Picture of a weakened Iraqi insurgency
Document released Thursday by Iraq's government appears to show that Al Qaeda in Iraq feels vulnerable.
An Al Qaeda document linked to Abu Musab al-Zarqawi purports to show that Iraq's insurgents believe they face a "current bleak situation" that may require fomenting a war between the US and Iran to "get out of this crisis."
The document, released Thursday, could not be independently authenticated. But senior Iraqi officials were ebullient about its message, as well as the magnitude of intelligence "treasure" that has emerged surrounding Mr. Zarqawi's death.

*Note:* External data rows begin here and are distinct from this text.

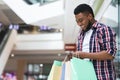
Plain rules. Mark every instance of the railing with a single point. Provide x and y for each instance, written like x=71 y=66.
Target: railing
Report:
x=6 y=48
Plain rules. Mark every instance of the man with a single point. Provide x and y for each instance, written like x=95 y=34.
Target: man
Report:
x=96 y=42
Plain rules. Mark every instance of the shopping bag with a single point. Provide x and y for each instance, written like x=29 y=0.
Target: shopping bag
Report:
x=55 y=73
x=82 y=69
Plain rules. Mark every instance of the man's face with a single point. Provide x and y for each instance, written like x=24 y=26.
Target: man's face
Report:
x=83 y=20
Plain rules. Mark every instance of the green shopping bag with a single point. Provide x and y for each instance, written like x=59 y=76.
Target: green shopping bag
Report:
x=55 y=73
x=82 y=69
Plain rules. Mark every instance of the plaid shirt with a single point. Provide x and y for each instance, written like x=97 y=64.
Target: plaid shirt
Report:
x=102 y=38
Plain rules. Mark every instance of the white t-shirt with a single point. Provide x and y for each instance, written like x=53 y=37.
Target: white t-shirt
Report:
x=86 y=42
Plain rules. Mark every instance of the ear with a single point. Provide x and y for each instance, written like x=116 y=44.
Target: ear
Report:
x=90 y=16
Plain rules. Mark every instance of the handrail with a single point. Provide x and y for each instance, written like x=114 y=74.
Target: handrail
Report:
x=6 y=48
x=4 y=40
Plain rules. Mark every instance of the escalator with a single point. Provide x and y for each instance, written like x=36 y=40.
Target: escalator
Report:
x=7 y=41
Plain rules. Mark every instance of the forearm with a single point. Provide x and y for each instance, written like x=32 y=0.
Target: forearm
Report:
x=103 y=55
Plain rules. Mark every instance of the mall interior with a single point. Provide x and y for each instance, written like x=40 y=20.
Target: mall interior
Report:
x=34 y=33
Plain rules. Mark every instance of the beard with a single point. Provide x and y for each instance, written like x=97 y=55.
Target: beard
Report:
x=88 y=27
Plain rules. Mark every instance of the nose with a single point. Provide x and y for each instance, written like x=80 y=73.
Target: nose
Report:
x=79 y=23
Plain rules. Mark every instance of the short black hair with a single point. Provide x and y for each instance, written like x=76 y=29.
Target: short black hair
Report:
x=83 y=8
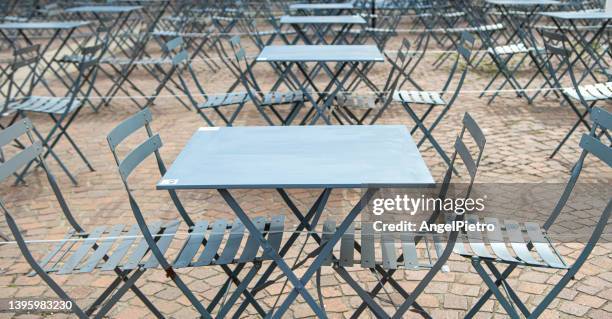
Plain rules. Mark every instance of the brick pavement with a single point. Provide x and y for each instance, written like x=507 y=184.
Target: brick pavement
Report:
x=520 y=138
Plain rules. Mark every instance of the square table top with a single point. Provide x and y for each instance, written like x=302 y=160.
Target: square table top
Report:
x=334 y=156
x=523 y=2
x=322 y=6
x=321 y=53
x=43 y=25
x=342 y=19
x=579 y=15
x=103 y=9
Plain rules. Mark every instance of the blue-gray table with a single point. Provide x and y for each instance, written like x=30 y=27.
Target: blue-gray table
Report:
x=17 y=35
x=357 y=58
x=327 y=8
x=322 y=26
x=298 y=157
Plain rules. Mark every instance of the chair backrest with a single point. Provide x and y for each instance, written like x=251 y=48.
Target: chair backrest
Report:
x=31 y=151
x=557 y=60
x=235 y=58
x=21 y=75
x=126 y=165
x=590 y=144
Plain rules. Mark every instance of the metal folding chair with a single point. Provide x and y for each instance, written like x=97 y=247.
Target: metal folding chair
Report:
x=263 y=101
x=410 y=256
x=203 y=103
x=510 y=233
x=437 y=99
x=210 y=234
x=67 y=257
x=61 y=110
x=557 y=63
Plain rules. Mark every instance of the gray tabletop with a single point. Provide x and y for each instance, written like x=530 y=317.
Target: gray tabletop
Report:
x=321 y=53
x=523 y=2
x=43 y=25
x=322 y=20
x=580 y=15
x=103 y=9
x=334 y=156
x=322 y=6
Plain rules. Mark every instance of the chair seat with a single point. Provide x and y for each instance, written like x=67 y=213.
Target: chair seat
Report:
x=390 y=247
x=591 y=92
x=126 y=248
x=419 y=97
x=358 y=101
x=49 y=105
x=510 y=49
x=274 y=98
x=509 y=237
x=224 y=100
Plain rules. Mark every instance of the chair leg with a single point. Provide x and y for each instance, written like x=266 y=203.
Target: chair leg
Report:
x=498 y=294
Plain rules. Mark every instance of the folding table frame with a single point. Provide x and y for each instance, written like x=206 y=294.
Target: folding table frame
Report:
x=344 y=141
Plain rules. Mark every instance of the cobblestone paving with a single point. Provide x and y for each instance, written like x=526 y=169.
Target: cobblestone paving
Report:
x=520 y=138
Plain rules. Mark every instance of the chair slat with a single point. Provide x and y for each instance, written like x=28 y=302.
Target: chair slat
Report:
x=213 y=244
x=518 y=243
x=496 y=240
x=122 y=248
x=476 y=240
x=542 y=246
x=85 y=247
x=191 y=247
x=329 y=229
x=368 y=257
x=387 y=244
x=233 y=243
x=105 y=246
x=164 y=242
x=409 y=250
x=347 y=247
x=143 y=247
x=252 y=245
x=53 y=252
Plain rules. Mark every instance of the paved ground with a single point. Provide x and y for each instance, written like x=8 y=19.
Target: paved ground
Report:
x=520 y=138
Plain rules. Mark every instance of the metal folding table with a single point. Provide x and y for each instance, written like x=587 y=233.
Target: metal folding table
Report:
x=351 y=60
x=580 y=41
x=298 y=157
x=323 y=26
x=318 y=8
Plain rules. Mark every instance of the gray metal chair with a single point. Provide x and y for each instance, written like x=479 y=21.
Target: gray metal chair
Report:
x=209 y=234
x=442 y=99
x=407 y=257
x=80 y=251
x=61 y=110
x=587 y=95
x=495 y=249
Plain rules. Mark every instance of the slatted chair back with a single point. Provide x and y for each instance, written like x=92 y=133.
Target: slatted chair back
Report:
x=590 y=145
x=21 y=76
x=126 y=165
x=235 y=58
x=22 y=133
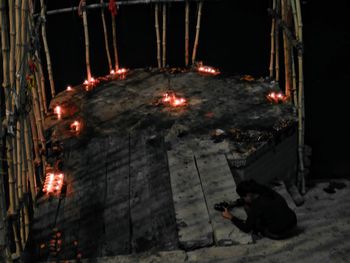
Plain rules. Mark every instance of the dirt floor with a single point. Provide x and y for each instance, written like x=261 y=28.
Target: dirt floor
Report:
x=324 y=236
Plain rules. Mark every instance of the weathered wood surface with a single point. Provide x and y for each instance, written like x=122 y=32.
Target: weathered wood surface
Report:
x=117 y=224
x=218 y=185
x=192 y=217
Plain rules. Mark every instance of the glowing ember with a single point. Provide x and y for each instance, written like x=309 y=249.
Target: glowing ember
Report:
x=53 y=183
x=276 y=97
x=122 y=71
x=173 y=100
x=75 y=126
x=208 y=70
x=58 y=112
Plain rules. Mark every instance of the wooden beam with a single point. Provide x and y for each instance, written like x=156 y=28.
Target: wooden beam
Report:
x=130 y=2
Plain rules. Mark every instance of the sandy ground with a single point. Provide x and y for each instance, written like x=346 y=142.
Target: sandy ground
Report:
x=324 y=236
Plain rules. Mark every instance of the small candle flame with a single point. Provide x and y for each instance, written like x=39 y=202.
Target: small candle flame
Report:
x=58 y=112
x=75 y=126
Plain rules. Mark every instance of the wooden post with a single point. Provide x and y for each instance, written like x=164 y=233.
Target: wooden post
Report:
x=277 y=41
x=86 y=34
x=106 y=37
x=187 y=32
x=285 y=8
x=272 y=34
x=301 y=112
x=195 y=46
x=156 y=18
x=30 y=167
x=164 y=36
x=46 y=47
x=114 y=33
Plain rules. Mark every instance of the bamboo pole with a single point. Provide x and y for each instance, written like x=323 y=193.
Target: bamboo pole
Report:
x=277 y=43
x=46 y=47
x=187 y=32
x=272 y=34
x=285 y=8
x=87 y=46
x=30 y=167
x=114 y=34
x=34 y=132
x=301 y=113
x=156 y=18
x=19 y=45
x=195 y=46
x=294 y=77
x=17 y=239
x=40 y=98
x=106 y=37
x=164 y=36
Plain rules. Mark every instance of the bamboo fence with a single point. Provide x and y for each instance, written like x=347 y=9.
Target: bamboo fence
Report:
x=25 y=149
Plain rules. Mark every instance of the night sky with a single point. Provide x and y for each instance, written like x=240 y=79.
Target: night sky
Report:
x=235 y=36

This is "the beginning of the end of Al Qaeda in Iraq," Mowafaq al-Rubaie, Iraq's national security adviser, declared Thursday, adding that the data include network names and locations gleaned from Al Qaeda computers captured before Zarqawi's death. "The government is on the attack now ... to destroy Al Qaeda and to finish this terrorist organization in Iraq."
"The documents and all the arrests mean there has been a depletion of talent" among Zarqawi's group, says Magnus Ranstorp, a terrorism expert at the Swedish National Defense College in Stockholm.
"They will have to lick their wounds and reconfigure their security, to protect whatever assets they have left," says Mr. Ranstorp, who heads the Center for Asymmetric Threat Studies. The document indicates that Al Qaeda needs to recalibrate "not just psychological warfare, but must shape its actions to get some traction in the population."
"If I were the US, I would continue to drill a hole, and continue to undermine [Qaeda's] legitimacy," adds Ranstorp. "With the killing of Zarqawi, the Americans momentarily have the upper hand."
Since American jets struck Zarqawi's hideout last Wednesday, the US military and Iraqi forces have conducted 452 raids, killing 104 insurgents and capturing 759 "anti-Iraqi elements," Maj. Gen. William Caldwell said in Baghdad Thursday.
The news came as the Pentagon confirmed that US military deaths in Iraq have now reached 2,500.
The release of the document coincides with a security clampdown in Baghdad, meant to prevent Zarqawi followers from fulfilling promises to launch revenge attacks.